明治はOLL1073R−1株で発酵したヨーグルトが、抗インフルエンザ薬による免疫低下の副反応を回復させることを確認した。
徳島大学先端酵素学研究所の木戸博特任教授らと共同研究した。
マウスにOLL1073R−1株で発酵したヨーグルトを摂取させた後、インフルエンザウイルスを経鼻感染させ、その後、抗インフルエンザ薬のオセルタミビルを経口投与した。ヨーグルトは感染21日前から1日当たり0.4mℓ、オセルタミビルは感染後から1日2回、10mg/kgの経口投与を開始し、感染14日目に各種の評価を行った。
オセルタミビルだけ投与した場合、インフルエンザウイルスに特異的なIgA抗体が肺洗浄液で、IgG抗体が血液中で、それぞれ有意に減少した。
一方、オセルタミビルとヨーグルトを摂取したマウスでは、オセルタミビルによる抗体の減少が抑制された。

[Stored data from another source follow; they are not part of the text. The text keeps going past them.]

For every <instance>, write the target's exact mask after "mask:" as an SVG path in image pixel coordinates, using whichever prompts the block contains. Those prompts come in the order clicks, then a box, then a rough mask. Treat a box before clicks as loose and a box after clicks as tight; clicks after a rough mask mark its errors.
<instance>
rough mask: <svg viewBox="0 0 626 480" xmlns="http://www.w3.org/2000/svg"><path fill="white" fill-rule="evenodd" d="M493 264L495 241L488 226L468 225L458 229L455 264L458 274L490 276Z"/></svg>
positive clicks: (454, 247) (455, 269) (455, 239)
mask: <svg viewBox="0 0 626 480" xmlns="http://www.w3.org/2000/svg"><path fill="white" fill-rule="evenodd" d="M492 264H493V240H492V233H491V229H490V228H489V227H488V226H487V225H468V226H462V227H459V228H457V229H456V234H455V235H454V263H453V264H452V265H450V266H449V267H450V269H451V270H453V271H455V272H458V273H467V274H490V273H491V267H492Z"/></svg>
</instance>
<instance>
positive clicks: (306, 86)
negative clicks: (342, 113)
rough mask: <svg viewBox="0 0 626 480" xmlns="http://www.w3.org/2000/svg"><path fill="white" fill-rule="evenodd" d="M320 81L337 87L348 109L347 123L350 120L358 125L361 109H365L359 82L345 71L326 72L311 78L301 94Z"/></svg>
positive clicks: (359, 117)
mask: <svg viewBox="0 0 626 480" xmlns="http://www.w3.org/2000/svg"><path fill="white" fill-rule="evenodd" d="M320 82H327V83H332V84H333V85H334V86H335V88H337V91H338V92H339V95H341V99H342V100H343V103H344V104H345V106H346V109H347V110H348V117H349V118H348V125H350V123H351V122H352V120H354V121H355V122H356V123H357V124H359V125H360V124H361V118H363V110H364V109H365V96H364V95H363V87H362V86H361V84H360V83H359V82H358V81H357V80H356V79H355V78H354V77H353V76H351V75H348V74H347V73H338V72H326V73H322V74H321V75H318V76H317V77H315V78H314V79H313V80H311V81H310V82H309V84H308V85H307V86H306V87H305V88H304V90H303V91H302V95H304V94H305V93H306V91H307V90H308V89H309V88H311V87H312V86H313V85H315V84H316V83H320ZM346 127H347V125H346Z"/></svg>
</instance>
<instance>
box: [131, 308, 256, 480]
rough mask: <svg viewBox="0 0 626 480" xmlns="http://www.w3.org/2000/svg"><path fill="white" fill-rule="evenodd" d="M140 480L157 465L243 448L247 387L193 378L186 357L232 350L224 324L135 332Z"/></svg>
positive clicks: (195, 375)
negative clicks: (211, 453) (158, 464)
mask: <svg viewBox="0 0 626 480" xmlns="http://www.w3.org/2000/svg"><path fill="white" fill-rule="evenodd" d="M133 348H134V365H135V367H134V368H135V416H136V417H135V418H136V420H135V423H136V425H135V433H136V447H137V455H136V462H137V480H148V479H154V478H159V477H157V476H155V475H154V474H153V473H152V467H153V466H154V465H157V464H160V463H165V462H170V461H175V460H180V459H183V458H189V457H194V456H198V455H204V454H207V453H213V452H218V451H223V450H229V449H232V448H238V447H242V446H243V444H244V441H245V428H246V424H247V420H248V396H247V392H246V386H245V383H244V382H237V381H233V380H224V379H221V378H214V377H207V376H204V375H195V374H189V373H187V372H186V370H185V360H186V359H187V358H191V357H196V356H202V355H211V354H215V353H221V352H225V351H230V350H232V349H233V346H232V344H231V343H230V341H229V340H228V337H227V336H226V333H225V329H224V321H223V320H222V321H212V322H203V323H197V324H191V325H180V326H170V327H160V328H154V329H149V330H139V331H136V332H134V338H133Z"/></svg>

OLL1073R−1株で発酵したヨーグルトの摂取は、抗インフルエンザ薬の投与によるインフルエンザウイルスに特異的な抗体の産生低下を抑制したことから、インフルエンザ感染に対する免疫応答の増強に働くことが示唆された。
オセルタミビルはインフルエンザウイルスに感染した細胞からウイルスが他の細胞に感染する際に必要な酵素の働きを阻害して、インフルエンザウイルスの増殖を抑制する抗インフルエンザ薬。
抗インフルエンザ薬はウイルスの増殖を抑制して高い治療効果を発揮するが、ウイルス量の低下に伴って特異的な抗ウイルス抗体の産生量が体内で減少し、翌年インフルエンザに再感染するリスクが高まる可能性が報告されている。
この研究成果は9月25〜27日に開催された第89回日本生化学会大会で発表した。